When another girl is born, Ahmed’s father—sharing the secret only with his wife and their midwife—sets off raising his “son” from the get-go, sacrificing his own blood to serve as Ahmed’s ritual circumcision offering. In following with his society’s upbringing of males, the father sends his son to Koranic school and eventually to the mosque, an all-male environment that bewitches the protagonist. The young “boy” also attends first the female hammam with his mother, then the male baths with his father. In the former, he glimpses and develops a strong distaste for the female anatomy, simultaneously reveling in women’s free exchange of florid language in one of the few public settings they’re allowed to frequent. By contrast, men in the male hammam wash quickly with little or no conversation, the boy notes.

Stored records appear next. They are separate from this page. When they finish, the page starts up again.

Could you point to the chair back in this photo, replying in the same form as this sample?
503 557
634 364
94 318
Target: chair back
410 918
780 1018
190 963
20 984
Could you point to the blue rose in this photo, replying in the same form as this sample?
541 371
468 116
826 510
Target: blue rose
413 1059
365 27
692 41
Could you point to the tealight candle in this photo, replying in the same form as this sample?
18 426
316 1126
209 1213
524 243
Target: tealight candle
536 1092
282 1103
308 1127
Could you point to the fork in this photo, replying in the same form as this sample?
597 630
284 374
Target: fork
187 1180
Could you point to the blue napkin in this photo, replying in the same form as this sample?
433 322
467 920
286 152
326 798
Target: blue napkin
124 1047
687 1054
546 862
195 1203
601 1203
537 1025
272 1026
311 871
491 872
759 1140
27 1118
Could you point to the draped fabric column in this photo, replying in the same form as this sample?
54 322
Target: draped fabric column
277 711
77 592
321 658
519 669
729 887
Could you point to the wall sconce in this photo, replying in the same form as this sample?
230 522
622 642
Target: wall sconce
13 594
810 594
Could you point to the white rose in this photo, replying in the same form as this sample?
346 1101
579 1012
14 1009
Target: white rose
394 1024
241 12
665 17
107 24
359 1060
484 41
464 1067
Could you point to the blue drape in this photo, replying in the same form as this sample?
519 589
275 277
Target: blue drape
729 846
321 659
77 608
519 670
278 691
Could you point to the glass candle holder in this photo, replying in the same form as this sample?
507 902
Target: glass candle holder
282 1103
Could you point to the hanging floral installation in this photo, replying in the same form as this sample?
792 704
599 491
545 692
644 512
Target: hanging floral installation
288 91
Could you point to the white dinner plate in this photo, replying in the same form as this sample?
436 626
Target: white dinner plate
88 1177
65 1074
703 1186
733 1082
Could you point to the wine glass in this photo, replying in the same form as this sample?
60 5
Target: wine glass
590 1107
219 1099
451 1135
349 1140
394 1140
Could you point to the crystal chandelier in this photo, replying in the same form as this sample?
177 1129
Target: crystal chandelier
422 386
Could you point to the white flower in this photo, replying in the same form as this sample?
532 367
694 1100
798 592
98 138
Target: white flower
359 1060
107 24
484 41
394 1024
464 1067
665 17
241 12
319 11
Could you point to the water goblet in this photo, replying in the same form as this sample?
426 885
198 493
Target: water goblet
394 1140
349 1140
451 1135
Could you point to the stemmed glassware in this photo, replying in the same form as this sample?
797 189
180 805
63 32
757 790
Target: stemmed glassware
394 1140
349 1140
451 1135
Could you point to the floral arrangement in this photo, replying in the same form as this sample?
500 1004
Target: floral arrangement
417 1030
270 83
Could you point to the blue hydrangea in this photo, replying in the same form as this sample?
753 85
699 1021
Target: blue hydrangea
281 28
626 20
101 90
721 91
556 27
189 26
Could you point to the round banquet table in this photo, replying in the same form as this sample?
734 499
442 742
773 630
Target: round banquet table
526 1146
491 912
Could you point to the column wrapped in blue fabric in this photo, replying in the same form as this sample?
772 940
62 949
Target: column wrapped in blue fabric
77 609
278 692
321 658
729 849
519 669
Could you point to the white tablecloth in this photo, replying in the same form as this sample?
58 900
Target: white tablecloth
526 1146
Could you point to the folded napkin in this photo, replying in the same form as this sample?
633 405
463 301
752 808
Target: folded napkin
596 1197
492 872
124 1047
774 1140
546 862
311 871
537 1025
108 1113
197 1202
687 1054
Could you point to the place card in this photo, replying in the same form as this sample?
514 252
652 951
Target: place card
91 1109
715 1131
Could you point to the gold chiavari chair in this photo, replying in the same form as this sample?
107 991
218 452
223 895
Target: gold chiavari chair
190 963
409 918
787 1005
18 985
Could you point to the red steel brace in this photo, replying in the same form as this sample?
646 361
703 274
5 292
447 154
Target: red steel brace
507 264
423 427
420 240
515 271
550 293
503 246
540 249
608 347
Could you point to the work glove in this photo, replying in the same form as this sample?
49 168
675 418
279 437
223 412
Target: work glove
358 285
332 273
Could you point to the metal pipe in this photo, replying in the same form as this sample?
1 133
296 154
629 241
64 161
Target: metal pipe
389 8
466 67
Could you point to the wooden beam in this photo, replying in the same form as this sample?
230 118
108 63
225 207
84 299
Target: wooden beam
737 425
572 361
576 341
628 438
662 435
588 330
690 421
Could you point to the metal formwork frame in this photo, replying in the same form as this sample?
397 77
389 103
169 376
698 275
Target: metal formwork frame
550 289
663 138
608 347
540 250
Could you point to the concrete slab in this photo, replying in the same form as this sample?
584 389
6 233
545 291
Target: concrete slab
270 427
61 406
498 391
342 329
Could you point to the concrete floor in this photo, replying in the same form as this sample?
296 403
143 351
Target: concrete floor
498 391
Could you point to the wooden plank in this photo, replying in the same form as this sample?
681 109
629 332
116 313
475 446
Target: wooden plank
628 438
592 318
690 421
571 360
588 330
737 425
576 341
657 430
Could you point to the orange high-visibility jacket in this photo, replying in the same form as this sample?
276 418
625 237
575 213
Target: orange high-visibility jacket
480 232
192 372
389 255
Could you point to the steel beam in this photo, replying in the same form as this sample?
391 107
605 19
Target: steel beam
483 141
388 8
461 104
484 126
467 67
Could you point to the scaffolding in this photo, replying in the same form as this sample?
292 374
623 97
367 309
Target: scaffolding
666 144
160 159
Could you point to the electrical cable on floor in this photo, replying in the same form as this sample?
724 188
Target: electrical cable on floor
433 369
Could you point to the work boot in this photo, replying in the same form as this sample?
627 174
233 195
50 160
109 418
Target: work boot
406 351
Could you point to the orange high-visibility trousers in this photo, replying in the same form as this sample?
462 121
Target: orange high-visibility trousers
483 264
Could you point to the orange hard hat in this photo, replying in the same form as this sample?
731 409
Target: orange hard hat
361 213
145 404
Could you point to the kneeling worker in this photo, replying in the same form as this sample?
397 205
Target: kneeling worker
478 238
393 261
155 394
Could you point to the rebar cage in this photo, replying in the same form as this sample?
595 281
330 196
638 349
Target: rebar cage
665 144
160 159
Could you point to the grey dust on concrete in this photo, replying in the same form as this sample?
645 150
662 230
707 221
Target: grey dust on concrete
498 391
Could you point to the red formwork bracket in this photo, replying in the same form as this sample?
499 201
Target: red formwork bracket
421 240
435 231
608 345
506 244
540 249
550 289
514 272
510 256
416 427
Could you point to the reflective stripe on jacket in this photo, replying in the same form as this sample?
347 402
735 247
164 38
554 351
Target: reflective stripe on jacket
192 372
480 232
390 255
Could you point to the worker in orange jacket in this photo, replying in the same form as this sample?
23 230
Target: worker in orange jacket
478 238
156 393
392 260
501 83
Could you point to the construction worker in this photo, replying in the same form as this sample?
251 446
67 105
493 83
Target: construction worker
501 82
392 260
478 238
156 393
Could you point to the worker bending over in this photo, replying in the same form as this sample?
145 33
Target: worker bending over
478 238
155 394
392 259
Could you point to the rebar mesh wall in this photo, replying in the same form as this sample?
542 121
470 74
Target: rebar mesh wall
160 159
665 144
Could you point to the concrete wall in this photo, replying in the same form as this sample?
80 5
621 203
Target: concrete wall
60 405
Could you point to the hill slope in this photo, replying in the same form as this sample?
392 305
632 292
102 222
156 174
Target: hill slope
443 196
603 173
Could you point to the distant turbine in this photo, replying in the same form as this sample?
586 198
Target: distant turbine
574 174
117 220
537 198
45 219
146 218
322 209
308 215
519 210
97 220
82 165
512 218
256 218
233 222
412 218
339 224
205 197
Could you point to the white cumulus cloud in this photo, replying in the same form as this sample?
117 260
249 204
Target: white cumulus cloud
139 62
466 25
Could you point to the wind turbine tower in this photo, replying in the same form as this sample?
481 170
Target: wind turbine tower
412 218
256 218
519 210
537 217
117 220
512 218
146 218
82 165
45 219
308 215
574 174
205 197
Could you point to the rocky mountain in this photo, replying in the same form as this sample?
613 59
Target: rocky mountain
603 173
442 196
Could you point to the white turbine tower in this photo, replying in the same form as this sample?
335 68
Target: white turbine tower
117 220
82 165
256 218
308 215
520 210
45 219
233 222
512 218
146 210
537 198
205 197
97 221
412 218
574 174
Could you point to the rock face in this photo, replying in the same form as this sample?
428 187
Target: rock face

Raised by his father to suppress all displays of emotion, Ahmed continues on this “male path,” undergoing his mother’s binding of his chest when breasts begin to develop and experiencing “his” first period as an awakening to his “wounded” female condition. Imitating examples of maleness in his family and culture, Ahmed grows increasingly authoritarian as he reaches young adulthood, also exhibiting signs of repressed rage and mental illness. At his failed attempt to frankly discuss the long-held secret of his sex with his father, he confounds the latter by announcing his desire to marry—claiming that he only wants to fulfill his obligation as a Muslim man—choosing his sickly, epileptic cousin Fatima to be his bride. After his father’s death, he takes over the household as his sisters’ guardian, behaving like a tyrant and blaming them for their female submissiveness. Although he relishes the idea of dominating Fatima upon their betrothal, she ultimately overpowers him with her silent presence. Within a short time, she dies, declaring on her deathbed that she has always known his secret and recognizes the wound she and Ahmed share as women.

With his father and wife now deceased, Ahmed isolates himself in his room. Deeply depressed and prone to muttering gibberish, he begins an epistolary correspondence with an unknown “other” as he explores his female body, first gazing at it in a mirror, then caressing it in the bathtub. As he gradually comes to terms with his repressed female identity and sexuality, he leaves home, where two mysterious women question whether he is a man or a woman and invade his genitals to learn the answer. The second woman, Um Abbas, leads him to the circus her brutal son directs. Renamed Lalla Zahra, Ahmed lives as a woman and performs in a ludicrous but lucrative act as a dancing woman in shoddy male garb. Experiencing freedom in his gender complexity for the first time, Ahmed is nevertheless plagued by horrific nightmares in which his enraged father accuses him of betrayal while his mother’s lips desperately try in vain to emit audible sounds.

At this point in the tale, the initial storyteller dies as local planners empty Marrakesh’s market square of its traditional local color to make way for modernization projects. Determined to finish the tale, three alternate storytellers convene at a nearby café, where they offer conflicting versions of Ahmed’s post-circus fate. These two men’s and one woman’s renditions of the protagonist’s fate differ dramatically, yet all present more noticeably politicized points of view. With the arrival of the blind troubadour—clearly meant to represent the Argentine writer Jorge Luis Borges—the tale reaches its climax as the latter recounts a story of an enigmatic Egyptian woman who visited him in his Buenos Aires library and whose apprehension, displayed on her face, constituted his final moment of eyesight. Currently on an eastward journey to seek out this mysterious woman, whose life story serves as the source material for the tale of Ahmed, the blind troubadour reveals the ever-circulating, ever-fluctuating nature of stories, all of which involve transgressions. Characters live, die, overtake each other, and change roles and countries, but their stories live on and evolve for eternity.